C’était par une de ces après-midi tièdes et lourdes, si communes à Lyon où, sous les grisailles du brouillard, la grande cité commerçante semble se recueillir dans l’évocation de son passé mystique. Je remontais nonchalamment l’un des quais de la Saône, me récitant à moi-même l’immortel sonnet de Louise Labé, la belle Cordière :
Sur le trottoir désert, une jeune fille venait à ma rencontre. Elle avait à la main quelques paquets, et un petit rouleau à musique sous le bras. Sa démarche était pleine d’aisance et de grâce. Son visage levé souriait faiblement. On eût dit qu’elle allait au-devant d’une amie. Quand elle ne fut plus qu’à quelques pas, je vis qu’elle était blonde et fort belle, d’une beauté toute spirituelle révélant une âme tendre, rêveuse, infiniment consciencieuse… Comme elle passait près de moi, elle porta soudain d’un geste instinctif la main à son genou, et le rouleau qu’elle tenait sous le bras glissa à terre sans qu’elle s’en aperçût. Lorsque je me relevai pour le lui remettre, elle disparaissait dans l’ombre d’une allée où je la suivis étourdiment. Je reconnus trop tard mon indiscrétion : la jeune fille se retournait déjà, laissant tranquillement retomber sa jupe sur une jambe dont la vue suffit à m’immobiliser dans une sorte d’extase béate et stupide. Nous étions l’un en face de l’autre. Je lui tendais le petit rouleau en balbutiant des incohérences de l’air le plus niais du monde, et elle me considérait, rougissante, de l’air le plus alarmé. Enfin elle comprit tout, avança la main, saisit le rouleau ; et comme je m’inclinais, elle me remercia d’un sourire si doux que je ne peux l’évoquer aujourd’hui sans en sentir au plus profond du cœur la caresse…
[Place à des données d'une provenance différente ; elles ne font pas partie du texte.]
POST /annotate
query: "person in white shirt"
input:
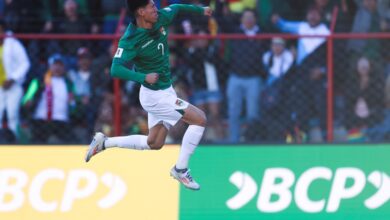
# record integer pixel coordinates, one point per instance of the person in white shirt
(312, 26)
(277, 61)
(14, 65)
(50, 100)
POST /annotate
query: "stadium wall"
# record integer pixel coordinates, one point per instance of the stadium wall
(241, 182)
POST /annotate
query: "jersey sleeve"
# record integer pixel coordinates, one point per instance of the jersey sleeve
(169, 13)
(119, 70)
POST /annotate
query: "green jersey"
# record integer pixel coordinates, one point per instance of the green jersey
(148, 49)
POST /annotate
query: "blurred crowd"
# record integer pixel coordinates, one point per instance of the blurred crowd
(272, 90)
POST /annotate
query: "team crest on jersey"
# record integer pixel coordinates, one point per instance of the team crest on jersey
(162, 30)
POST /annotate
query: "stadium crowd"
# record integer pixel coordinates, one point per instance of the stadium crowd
(274, 90)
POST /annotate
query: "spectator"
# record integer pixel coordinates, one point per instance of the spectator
(53, 9)
(245, 81)
(367, 19)
(312, 26)
(326, 8)
(307, 93)
(23, 16)
(82, 79)
(277, 62)
(102, 93)
(111, 10)
(364, 105)
(202, 60)
(14, 65)
(73, 22)
(49, 100)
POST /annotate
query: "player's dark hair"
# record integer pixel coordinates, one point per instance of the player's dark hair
(133, 5)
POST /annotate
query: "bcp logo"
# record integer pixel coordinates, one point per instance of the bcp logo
(78, 184)
(279, 182)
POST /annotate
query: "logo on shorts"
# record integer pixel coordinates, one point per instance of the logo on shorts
(119, 52)
(162, 30)
(179, 102)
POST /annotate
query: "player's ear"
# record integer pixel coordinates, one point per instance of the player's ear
(141, 11)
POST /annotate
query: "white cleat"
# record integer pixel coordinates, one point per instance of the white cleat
(96, 145)
(185, 178)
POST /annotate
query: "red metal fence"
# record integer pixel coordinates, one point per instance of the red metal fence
(330, 48)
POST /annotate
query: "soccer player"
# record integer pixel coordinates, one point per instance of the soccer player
(145, 44)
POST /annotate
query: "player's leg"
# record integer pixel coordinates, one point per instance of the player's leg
(197, 122)
(154, 141)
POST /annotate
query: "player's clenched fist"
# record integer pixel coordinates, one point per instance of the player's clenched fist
(207, 11)
(151, 78)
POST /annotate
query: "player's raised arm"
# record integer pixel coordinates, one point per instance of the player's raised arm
(119, 69)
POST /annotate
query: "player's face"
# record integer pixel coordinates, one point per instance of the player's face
(149, 12)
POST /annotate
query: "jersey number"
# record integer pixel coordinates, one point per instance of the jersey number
(160, 45)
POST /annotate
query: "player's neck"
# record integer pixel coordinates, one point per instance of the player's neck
(144, 24)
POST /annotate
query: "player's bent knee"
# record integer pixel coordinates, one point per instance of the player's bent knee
(155, 145)
(202, 119)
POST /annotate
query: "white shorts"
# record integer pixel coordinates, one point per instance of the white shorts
(162, 106)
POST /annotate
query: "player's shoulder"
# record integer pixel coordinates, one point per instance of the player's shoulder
(167, 12)
(130, 38)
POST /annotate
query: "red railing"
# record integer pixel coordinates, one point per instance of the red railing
(330, 47)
Je ne sais trop ce que je fis, ni où j’allai, ce soir-là. Les vers passionnés de la belle Cordière ne cessaient de chanter dans ma mémoire, tandis que les traits de celle que je craignais déjà de ne plus revoir s’y gravaient pour toujours…
Je ne pus me retenir de raconter en détails à Calixte cette singulière et prestigieuse aventure. Je le fis avec tant d’émotion qu’il me demanda ironiquement si je n’étais point amoureux. « Amoureux fou ! m’écriai-je, éperdu. Ah ! Calixte, quelle est donc cette jeune fille aussi belle que modeste et telle qu’on n’en voit plus ? Elle habite certainement depuis l’enfance votre beau quartier d’Ainay. Elle n’a pu voir le jour aux Brotteaux où, me disiez-vous naguère, les mœurs sont en décadence. » Calixte me répondit qu’il connaissait trop de belles jeunes filles blondes, aux yeux doux et pensifs et à la modestie parfaite, pour me renseigner avec certitude, mais que si je fréquentais assidûment les Grands Concerts, les Grandes et les Petites Conférences ainsi que la messe de onze heures, je ne manquerais pas de revoir celle que j’aimais. Il ne me cacha pas, en terminant, qu’il suspectait quelque peu la gravité d’un sentiment né du spectacle d’une jeune fille remettant sa jarretelle. J’étais trop follement épris pour me fâcher d’une telle observation. Je lui répliquai qu’il ne s’agissait pas de gravité, mais de véhémence, de fureur, de frénésie, — et, ce disant, je lui secouais la main à lui désarticuler l’épaule. Nous étions alors sur la place de la Comédie, en pleine sortie des affaires.
Je dois déclarer que, du jour où je fis cette rencontre, mon attachement à Lyon se changea en une passion violente qui m’étonna moi-même. Lyon me parut la plus riante des villes et ses habitants les plus sociables de la terre. Je trouvai même une certaine douceur aux épreuves que je subissais gracieusement chez MM. Tristan-Miron. Et les conférences dont je n’ai point encore perdu le goût malgré de grands excès, devinrent ma nourriture quotidienne.